New app combats danger of driver impairment

By

Heather Beshears

According to the National Highway Traffic Safety Administration, driving under the influence of marijuana and other drugs is on the rise in the United States, as well as the number of fatal crashes caused by drivers impaired by drugs.

The Center for Emergency Management and Homeland Security at Arizona State University is addressing this growing public health and safety threat with a new app aimed at giving both drivers and law enforcement an easy way to detect impairment.

The center, part of ASU's College of Public Service and Community Solutions, is collaborating with researchers at SUNY-Downstate Medical Center, Barrow Neurological Institute and the Center for Cognitive Ubiquitous Computing to create an application that can be downloaded to a smartphone or tablet computer and allows users to check for impairment in the hopes they will be persuaded not to get behind the wheel.

Another collaborative project focuses on having law enforcement use the app in the field to detect what drug is in a person’s system and the degree of impairment, beginning with marijuana.

Leveraging technology in new ways

“It’s a noninvasive test that employs a proven technology that is currently being used to diagnose neurological disease,” said Richard Dale, executive director of the Center for Emergency Management and Homeland Security.

Dale said the technology differs from the horizontal gaze nystagmus test, or HGN test, which detects jerking movement when a person’s eyes follow an object side to side, a well-recognized field test that law enforcement uses in suspected driver impairment stops.

“The technology is being used to detect Alzheimer’s or Parkinson’s," he said. "Because of its accuracy, it’s a technology being adapted by the United States Marine Corps to train their Apache attack helicopter pilots.”

Our eyes must constantly scan the environment to form a mental picture of the surroundings.

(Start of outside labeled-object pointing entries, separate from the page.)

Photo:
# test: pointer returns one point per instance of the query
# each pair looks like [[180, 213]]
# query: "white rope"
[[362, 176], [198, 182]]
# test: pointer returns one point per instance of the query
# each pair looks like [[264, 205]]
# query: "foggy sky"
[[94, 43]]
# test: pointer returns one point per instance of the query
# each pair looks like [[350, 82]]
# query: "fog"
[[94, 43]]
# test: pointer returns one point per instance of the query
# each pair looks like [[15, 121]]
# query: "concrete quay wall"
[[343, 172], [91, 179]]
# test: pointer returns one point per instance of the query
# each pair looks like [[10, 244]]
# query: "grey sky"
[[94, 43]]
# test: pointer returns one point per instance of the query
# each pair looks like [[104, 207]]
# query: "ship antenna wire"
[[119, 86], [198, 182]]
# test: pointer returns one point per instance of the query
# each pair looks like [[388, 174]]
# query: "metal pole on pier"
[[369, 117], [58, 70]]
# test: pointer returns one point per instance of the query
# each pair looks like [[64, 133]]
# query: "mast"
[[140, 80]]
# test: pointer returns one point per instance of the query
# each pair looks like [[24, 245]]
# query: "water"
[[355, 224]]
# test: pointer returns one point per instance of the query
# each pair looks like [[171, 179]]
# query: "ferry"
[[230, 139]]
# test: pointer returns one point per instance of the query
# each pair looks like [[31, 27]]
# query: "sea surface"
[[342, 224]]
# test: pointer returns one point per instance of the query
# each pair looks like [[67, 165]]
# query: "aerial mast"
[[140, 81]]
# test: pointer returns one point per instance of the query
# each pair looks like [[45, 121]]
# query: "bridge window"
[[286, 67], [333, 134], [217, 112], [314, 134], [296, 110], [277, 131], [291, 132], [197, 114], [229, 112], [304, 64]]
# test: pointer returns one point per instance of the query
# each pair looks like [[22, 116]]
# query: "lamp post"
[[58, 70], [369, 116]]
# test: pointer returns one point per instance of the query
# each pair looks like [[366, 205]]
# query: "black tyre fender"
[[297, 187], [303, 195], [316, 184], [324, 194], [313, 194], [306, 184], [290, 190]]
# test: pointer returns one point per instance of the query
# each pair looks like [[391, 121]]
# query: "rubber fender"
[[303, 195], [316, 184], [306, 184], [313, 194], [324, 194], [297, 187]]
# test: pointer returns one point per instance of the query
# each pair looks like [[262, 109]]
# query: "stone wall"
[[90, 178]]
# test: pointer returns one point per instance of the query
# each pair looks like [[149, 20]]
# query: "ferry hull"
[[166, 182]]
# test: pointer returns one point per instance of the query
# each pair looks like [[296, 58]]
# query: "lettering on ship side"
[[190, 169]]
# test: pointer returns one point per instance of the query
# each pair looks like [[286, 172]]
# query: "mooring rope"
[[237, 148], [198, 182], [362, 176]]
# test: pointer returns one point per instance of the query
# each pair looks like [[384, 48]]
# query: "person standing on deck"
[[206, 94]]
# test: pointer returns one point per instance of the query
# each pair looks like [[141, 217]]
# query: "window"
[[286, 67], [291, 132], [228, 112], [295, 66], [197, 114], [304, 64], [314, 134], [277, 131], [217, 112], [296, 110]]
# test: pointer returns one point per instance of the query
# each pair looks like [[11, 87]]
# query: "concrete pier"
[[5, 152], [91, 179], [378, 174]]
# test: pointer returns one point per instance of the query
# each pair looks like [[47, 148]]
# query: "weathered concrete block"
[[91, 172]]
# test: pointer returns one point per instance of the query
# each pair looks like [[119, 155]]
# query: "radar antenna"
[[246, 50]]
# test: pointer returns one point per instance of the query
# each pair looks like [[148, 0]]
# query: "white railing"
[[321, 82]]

These rapid movements are called saccades or micro-saccades. Analysis of these movements – the velocity, direction and angle – can be used to reveal chronic or temporary brain impairment.

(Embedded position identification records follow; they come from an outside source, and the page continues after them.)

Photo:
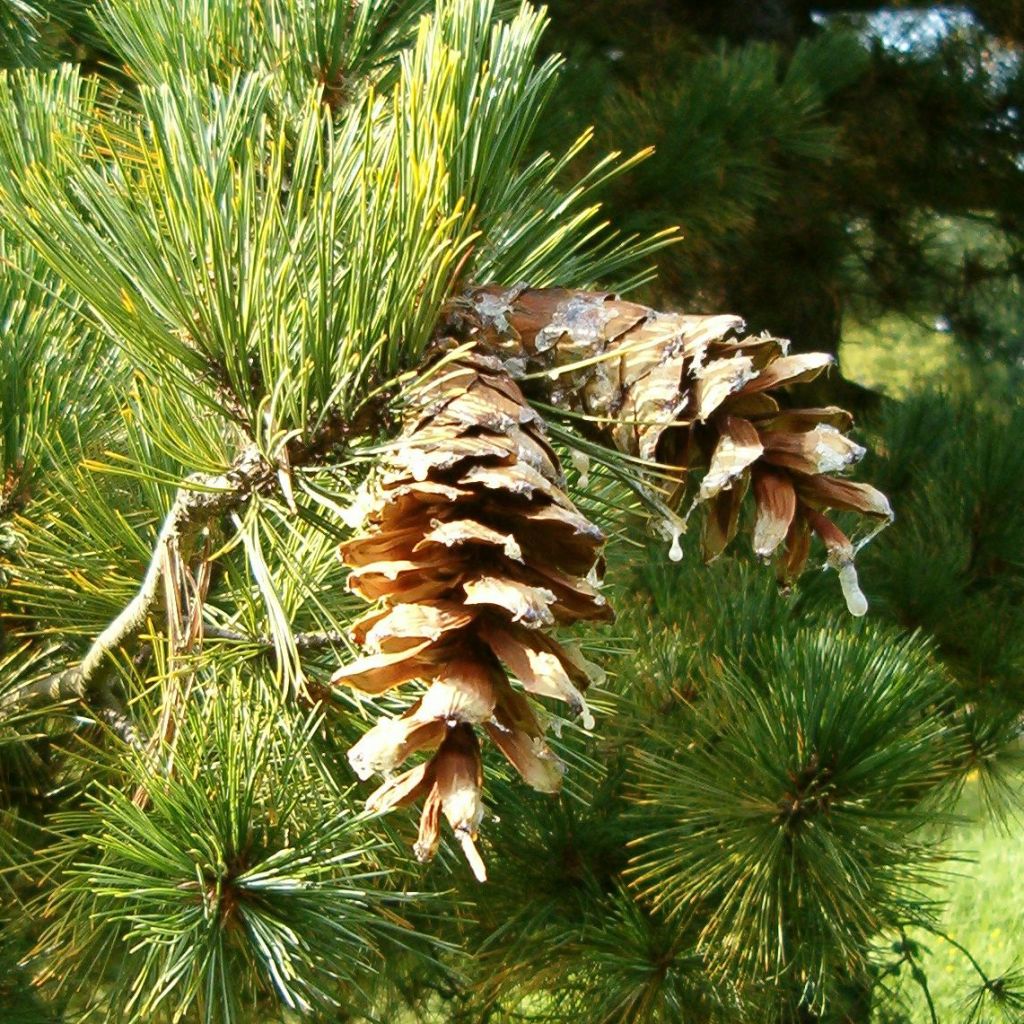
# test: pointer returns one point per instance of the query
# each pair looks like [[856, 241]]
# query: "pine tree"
[[289, 280], [868, 151]]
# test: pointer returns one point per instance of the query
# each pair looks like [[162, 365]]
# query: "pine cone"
[[473, 549], [690, 393]]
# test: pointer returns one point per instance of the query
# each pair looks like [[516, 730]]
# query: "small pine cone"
[[693, 394], [473, 550]]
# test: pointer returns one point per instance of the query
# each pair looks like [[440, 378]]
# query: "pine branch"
[[303, 641], [199, 503]]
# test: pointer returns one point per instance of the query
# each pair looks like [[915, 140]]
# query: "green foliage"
[[809, 765], [243, 247], [180, 888]]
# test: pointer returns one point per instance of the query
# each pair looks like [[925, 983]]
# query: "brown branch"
[[202, 500], [303, 641]]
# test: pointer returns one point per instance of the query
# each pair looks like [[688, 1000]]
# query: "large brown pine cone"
[[474, 550]]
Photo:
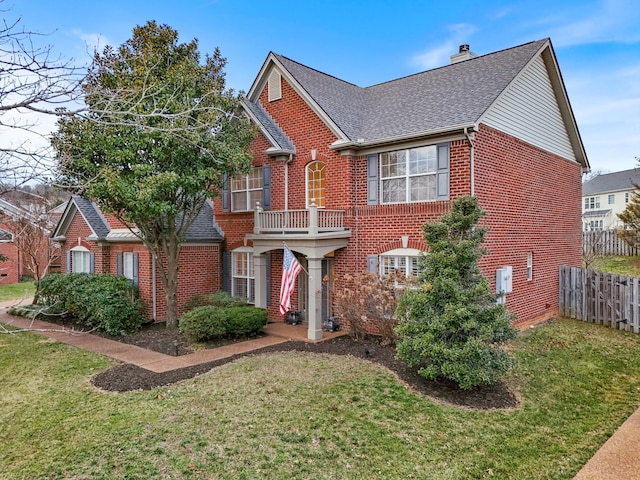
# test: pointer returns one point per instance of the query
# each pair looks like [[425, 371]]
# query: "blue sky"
[[597, 43]]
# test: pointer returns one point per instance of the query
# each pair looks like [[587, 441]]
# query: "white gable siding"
[[528, 110]]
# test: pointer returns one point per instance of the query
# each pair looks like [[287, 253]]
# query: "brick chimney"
[[463, 54]]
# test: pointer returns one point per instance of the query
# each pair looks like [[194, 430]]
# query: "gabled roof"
[[441, 100], [270, 129], [204, 227], [612, 182]]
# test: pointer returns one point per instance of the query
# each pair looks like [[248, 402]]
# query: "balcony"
[[313, 221]]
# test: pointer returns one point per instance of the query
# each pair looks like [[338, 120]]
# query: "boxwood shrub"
[[101, 301], [245, 321], [218, 299], [209, 322], [204, 323]]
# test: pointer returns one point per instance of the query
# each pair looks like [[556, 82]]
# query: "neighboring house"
[[93, 242], [605, 196], [24, 241], [347, 176]]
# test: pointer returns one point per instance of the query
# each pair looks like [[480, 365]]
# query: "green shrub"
[[218, 299], [209, 322], [245, 321], [108, 303], [204, 323], [451, 326]]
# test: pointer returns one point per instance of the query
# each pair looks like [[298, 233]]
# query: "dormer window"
[[275, 86]]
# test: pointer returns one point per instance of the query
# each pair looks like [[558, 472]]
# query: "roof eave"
[[359, 145]]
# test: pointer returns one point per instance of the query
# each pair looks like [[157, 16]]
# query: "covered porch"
[[314, 233]]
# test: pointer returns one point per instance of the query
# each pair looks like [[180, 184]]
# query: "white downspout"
[[286, 182], [472, 161], [154, 303]]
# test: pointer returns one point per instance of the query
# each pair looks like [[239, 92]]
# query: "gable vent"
[[275, 86]]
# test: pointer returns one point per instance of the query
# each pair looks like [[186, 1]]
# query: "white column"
[[315, 299], [260, 275]]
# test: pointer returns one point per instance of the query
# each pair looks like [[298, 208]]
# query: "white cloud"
[[598, 22], [606, 103], [439, 55]]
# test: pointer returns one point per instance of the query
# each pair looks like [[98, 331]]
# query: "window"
[[409, 175], [128, 265], [402, 265], [242, 279], [80, 260], [275, 86], [595, 225], [5, 236], [315, 183], [246, 190], [591, 203]]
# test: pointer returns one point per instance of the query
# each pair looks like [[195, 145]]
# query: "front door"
[[327, 284]]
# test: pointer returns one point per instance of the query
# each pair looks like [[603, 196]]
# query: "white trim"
[[402, 252]]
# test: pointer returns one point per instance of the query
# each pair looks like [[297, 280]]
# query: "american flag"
[[290, 270]]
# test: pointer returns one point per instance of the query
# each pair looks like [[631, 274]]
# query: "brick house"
[[346, 176], [98, 243], [24, 233]]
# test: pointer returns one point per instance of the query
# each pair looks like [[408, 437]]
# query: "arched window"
[[315, 183]]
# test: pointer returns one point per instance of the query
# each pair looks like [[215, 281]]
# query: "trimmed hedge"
[[101, 301], [245, 321], [204, 323], [218, 299], [209, 322]]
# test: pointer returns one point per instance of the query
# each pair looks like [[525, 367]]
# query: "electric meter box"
[[504, 280]]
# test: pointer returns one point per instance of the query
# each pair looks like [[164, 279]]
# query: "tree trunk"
[[172, 252]]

When eye motions are affected by alcohol or drugs, the failure to scan for changes in the field of vision can interfere with a driver’s ability to make decisions and react quickly.

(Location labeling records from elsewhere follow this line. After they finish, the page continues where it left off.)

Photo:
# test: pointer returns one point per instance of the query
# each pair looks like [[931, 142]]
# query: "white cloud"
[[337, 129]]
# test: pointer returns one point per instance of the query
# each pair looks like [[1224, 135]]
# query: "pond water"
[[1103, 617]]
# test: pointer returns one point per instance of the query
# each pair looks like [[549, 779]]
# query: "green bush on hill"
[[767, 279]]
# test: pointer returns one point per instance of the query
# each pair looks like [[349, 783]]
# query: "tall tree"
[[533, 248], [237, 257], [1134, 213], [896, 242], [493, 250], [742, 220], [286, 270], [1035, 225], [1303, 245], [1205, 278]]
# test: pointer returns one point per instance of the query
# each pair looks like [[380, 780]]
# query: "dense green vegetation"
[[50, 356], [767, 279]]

The center is working toward funding the next phase of development to build out the pilot project. That includes creating biomarkers for the most commonly used illicit and prescription drugs that cause impaired driving.

Field sobriety tests help law enforcement determine if a driver is impaired, but officers don’t have a timely way to definitively confirm which drug is causing impairment. If blood is drawn, results may not be available for days. And courts have found many blood tests on those suspected of marijuana impairment to be inadequate.

Ultimately, researchers aim to correlate saccadic eye movement to specific medications and drugs.

“All the pieces are in place, and this is an ideal time to move this technology into greater use,” Dale said. “We are talking to potential partners to help us take the next step.”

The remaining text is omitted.